N. M. : Pour combattre une idée reçue, je dirais que le médecin coordonnateur n’est pas un administratif. Il est avant tout un docteur en médecine. Il pratique donc l’art médical au même titre que tout médecin traitant. Non plus uniquement à l’échelle individuelle, ce qu’il fait toujours lors des réunions de synthèse (gestion des troubles du comportement et spécificité gériatrique…), mais également à l’échelle collective. Il est notamment garant de la coordination et de la diffusion des bonnes pratiques de soins qui sont dispensées auprès de la population hébergée.

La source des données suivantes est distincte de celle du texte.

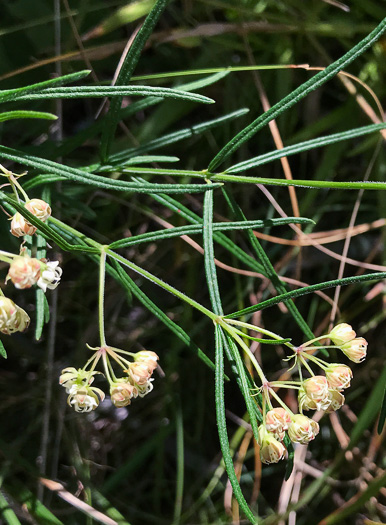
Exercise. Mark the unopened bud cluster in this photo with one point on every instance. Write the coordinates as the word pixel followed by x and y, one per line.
pixel 137 381
pixel 25 271
pixel 318 392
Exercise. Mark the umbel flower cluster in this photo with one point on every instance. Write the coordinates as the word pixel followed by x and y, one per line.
pixel 25 271
pixel 137 381
pixel 317 392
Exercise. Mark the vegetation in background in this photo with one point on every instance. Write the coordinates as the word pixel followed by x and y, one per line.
pixel 161 134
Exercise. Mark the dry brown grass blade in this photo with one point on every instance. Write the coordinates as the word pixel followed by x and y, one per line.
pixel 80 505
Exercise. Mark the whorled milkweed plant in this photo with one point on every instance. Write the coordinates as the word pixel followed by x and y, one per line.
pixel 319 382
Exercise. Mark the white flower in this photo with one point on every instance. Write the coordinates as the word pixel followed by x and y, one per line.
pixel 50 276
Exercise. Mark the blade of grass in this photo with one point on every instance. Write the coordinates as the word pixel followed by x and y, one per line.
pixel 295 96
pixel 126 72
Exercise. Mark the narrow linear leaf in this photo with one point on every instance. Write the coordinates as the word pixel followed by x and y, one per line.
pixel 78 175
pixel 295 96
pixel 307 290
pixel 115 91
pixel 269 269
pixel 222 428
pixel 13 94
pixel 304 146
pixel 319 184
pixel 3 352
pixel 160 314
pixel 126 72
pixel 172 138
pixel 193 229
pixel 12 115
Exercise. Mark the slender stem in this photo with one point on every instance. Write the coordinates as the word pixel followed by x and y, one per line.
pixel 305 364
pixel 258 329
pixel 246 350
pixel 278 399
pixel 102 272
pixel 162 284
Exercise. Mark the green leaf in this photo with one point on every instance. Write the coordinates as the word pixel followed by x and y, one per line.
pixel 298 94
pixel 306 290
pixel 115 91
pixel 3 352
pixel 77 175
pixel 160 314
pixel 126 72
pixel 197 228
pixel 303 146
pixel 11 115
pixel 176 136
pixel 222 428
pixel 13 94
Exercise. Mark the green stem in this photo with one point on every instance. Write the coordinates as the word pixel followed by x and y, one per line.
pixel 246 350
pixel 102 272
pixel 162 284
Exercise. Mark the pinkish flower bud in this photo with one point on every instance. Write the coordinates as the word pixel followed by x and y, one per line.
pixel 336 400
pixel 148 358
pixel 316 388
pixel 20 227
pixel 342 333
pixel 12 317
pixel 271 450
pixel 277 421
pixel 338 376
pixel 355 350
pixel 24 271
pixel 39 208
pixel 139 373
pixel 84 398
pixel 302 429
pixel 121 393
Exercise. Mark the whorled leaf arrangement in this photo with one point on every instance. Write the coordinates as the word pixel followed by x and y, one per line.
pixel 129 375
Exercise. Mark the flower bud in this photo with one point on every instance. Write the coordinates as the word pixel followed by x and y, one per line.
pixel 147 357
pixel 355 350
pixel 50 276
pixel 12 317
pixel 338 376
pixel 316 388
pixel 277 421
pixel 20 227
pixel 39 208
pixel 24 271
pixel 271 450
pixel 84 398
pixel 121 393
pixel 139 373
pixel 336 400
pixel 302 429
pixel 342 333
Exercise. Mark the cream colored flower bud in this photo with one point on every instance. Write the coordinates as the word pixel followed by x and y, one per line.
pixel 20 227
pixel 122 392
pixel 84 398
pixel 24 271
pixel 139 373
pixel 271 450
pixel 316 388
pixel 39 208
pixel 355 350
pixel 277 421
pixel 336 400
pixel 342 333
pixel 338 376
pixel 148 358
pixel 302 429
pixel 12 317
pixel 50 277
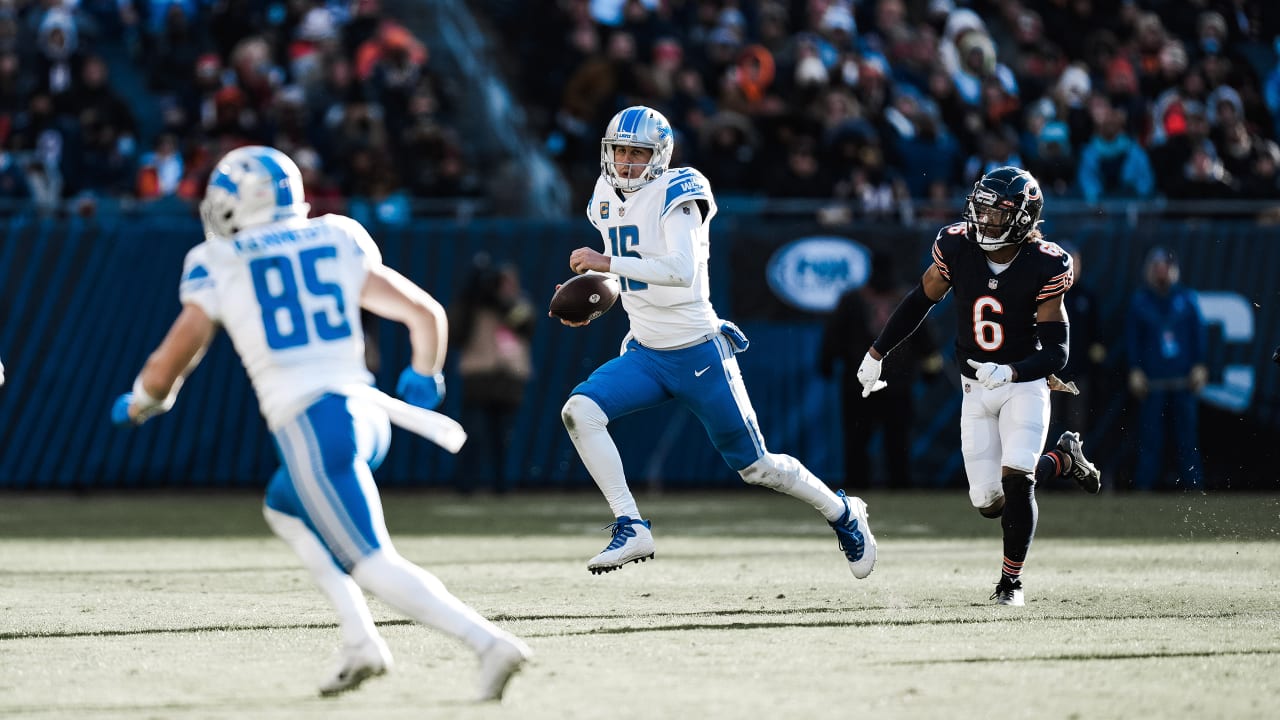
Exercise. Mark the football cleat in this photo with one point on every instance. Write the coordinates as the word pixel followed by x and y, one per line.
pixel 1009 592
pixel 632 542
pixel 356 664
pixel 498 662
pixel 1083 472
pixel 854 534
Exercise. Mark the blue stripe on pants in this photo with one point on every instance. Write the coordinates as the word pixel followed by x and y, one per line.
pixel 704 378
pixel 328 455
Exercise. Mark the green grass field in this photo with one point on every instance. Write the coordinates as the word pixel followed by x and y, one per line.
pixel 182 606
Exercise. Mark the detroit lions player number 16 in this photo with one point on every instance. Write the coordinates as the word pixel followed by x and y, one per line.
pixel 654 222
pixel 288 290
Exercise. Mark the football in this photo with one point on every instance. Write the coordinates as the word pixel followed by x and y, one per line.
pixel 585 297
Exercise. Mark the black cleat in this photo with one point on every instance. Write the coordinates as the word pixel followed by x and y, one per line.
pixel 1009 592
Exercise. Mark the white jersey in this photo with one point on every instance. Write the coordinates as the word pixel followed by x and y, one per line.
pixel 631 226
pixel 288 295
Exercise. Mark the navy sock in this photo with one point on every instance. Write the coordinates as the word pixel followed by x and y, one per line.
pixel 1050 465
pixel 1018 523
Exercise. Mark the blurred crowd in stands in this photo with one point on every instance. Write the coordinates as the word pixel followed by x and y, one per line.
pixel 865 101
pixel 347 91
pixel 873 101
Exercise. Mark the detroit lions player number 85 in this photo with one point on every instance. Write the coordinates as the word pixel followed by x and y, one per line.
pixel 288 290
pixel 1011 335
pixel 653 220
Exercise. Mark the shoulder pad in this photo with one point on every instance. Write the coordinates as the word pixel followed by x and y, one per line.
pixel 1059 269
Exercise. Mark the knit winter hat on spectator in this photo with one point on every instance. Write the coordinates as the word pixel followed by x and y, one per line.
pixel 839 18
pixel 1056 133
pixel 1074 86
pixel 318 26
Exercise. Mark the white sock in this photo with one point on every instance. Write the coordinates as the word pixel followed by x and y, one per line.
pixel 343 593
pixel 790 477
pixel 588 428
pixel 423 597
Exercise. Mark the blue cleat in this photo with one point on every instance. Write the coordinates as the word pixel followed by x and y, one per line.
pixel 855 536
pixel 632 542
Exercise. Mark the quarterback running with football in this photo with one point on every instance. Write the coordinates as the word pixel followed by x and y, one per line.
pixel 289 290
pixel 654 224
pixel 1011 337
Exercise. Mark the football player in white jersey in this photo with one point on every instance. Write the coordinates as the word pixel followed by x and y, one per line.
pixel 1011 336
pixel 288 290
pixel 654 224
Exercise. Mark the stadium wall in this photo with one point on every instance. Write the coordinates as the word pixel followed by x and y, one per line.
pixel 87 299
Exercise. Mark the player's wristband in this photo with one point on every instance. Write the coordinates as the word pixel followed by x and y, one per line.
pixel 906 317
pixel 149 404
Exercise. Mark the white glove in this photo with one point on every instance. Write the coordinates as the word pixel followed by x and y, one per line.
pixel 992 376
pixel 868 374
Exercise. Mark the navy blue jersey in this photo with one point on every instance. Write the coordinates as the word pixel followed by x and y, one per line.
pixel 996 314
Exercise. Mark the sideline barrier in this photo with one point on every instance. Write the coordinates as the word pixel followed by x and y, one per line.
pixel 87 299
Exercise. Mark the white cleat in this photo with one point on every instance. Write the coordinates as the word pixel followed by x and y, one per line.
pixel 632 542
pixel 355 665
pixel 854 533
pixel 1083 472
pixel 498 662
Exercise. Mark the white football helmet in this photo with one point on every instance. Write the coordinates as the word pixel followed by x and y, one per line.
pixel 251 186
pixel 636 127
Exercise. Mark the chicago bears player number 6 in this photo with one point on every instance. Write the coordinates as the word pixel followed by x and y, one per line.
pixel 654 222
pixel 1011 335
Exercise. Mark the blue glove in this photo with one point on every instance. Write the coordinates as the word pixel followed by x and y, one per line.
pixel 120 410
pixel 735 337
pixel 424 391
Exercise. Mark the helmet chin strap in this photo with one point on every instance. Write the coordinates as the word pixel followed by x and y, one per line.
pixel 993 242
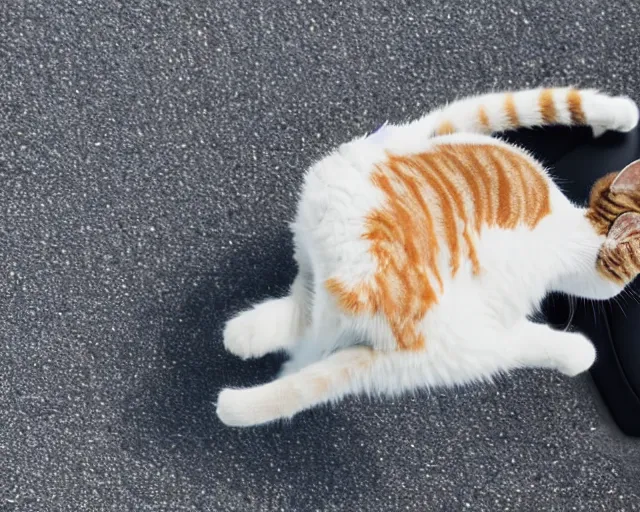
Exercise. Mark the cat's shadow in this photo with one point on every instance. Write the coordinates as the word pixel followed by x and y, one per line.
pixel 174 415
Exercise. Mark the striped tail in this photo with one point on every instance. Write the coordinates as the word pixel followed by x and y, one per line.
pixel 498 112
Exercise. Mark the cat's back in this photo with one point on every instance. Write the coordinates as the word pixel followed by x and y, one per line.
pixel 391 221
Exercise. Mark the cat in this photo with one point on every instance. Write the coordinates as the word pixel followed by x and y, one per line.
pixel 423 249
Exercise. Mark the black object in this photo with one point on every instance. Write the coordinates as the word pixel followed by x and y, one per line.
pixel 578 160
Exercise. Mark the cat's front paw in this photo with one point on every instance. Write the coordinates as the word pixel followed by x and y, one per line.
pixel 578 355
pixel 625 112
pixel 251 406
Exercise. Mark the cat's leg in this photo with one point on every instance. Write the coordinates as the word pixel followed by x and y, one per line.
pixel 490 113
pixel 328 379
pixel 361 369
pixel 272 325
pixel 540 346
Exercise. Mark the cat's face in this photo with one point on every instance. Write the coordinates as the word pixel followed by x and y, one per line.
pixel 614 211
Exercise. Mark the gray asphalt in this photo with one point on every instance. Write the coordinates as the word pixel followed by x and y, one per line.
pixel 150 155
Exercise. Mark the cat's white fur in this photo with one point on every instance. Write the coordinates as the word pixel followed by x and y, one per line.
pixel 478 327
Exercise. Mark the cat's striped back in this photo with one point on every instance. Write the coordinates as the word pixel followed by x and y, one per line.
pixel 438 200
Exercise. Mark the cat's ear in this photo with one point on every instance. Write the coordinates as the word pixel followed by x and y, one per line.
pixel 628 179
pixel 624 229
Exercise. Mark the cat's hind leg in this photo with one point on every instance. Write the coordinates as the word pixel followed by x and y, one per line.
pixel 360 369
pixel 540 346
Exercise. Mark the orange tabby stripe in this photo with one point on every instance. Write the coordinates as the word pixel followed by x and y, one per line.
pixel 448 213
pixel 505 208
pixel 485 204
pixel 403 236
pixel 483 118
pixel 510 109
pixel 574 103
pixel 519 200
pixel 456 166
pixel 445 128
pixel 547 106
pixel 430 247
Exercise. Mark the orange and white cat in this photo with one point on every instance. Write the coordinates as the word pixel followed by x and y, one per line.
pixel 422 250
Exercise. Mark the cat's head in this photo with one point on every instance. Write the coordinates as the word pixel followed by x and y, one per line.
pixel 614 211
pixel 614 194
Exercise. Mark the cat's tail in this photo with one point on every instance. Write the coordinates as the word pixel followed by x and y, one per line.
pixel 498 112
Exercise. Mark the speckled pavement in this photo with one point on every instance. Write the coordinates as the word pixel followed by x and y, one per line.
pixel 150 156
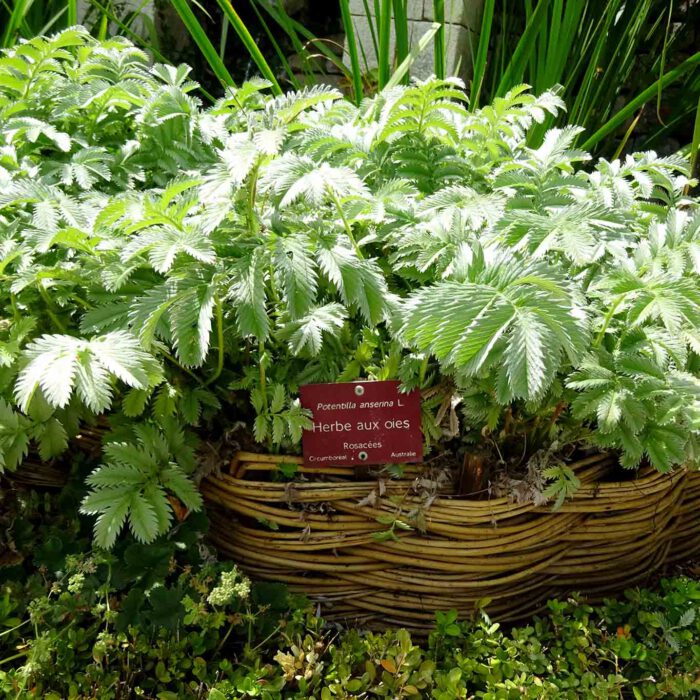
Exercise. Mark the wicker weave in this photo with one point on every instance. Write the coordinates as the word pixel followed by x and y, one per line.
pixel 317 536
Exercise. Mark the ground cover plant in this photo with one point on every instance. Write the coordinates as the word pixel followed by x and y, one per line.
pixel 168 621
pixel 168 269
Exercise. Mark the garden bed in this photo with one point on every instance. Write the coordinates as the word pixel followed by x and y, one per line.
pixel 334 538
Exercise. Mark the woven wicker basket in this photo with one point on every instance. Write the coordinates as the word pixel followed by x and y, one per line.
pixel 320 537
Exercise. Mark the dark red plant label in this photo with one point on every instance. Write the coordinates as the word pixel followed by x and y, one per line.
pixel 361 423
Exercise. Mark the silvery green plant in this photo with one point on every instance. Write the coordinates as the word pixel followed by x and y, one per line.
pixel 159 260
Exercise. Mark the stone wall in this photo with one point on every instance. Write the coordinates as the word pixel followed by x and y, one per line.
pixel 462 22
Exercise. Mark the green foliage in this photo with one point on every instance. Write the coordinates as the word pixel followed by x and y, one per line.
pixel 163 263
pixel 161 621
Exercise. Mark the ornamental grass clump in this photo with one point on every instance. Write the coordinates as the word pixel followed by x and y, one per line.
pixel 178 268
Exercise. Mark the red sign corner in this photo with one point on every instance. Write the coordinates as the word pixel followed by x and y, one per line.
pixel 361 423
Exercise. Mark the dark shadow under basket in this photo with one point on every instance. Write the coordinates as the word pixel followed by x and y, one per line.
pixel 319 536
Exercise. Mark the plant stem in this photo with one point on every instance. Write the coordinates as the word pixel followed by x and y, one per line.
pixel 346 223
pixel 606 322
pixel 250 203
pixel 220 340
pixel 49 308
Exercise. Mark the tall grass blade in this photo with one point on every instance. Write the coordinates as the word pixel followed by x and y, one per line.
pixel 200 38
pixel 525 50
pixel 695 144
pixel 401 32
pixel 417 49
pixel 479 63
pixel 72 12
pixel 642 98
pixel 439 46
pixel 352 50
pixel 384 62
pixel 278 49
pixel 249 43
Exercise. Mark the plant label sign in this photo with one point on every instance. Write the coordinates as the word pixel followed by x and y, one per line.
pixel 361 423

En fait, ici, il soigne l’institution.
Quid des évaluations interne et externe qui seront l’un des thèmes sur lesquels la FFAMCO interviendra, en mai prochain, dans le cadre du salon Géront Expo 2013 ?
N. M. : En ce qui concerne l’évaluation externe, nous sommes vraiment étonnés du nombre incommensurable d’évaluateurs ! La question est de connaître le niveau de chacun d’eux. Mais ce qui me semble surtout essentiel, ce sont les démarches qui ont été effectuées en interne. Pour moi, cette évaluation interne est essentielle. Plus largement, la démarche qualité a permis d’uniformiser le regard porté sur le sujet âgé et de professionnaliser l’ensemble des personnels des Ehpad qui sont devenus des pôles de compétences.
1 Cet entretien a été relu et amendé par la personne interviewée.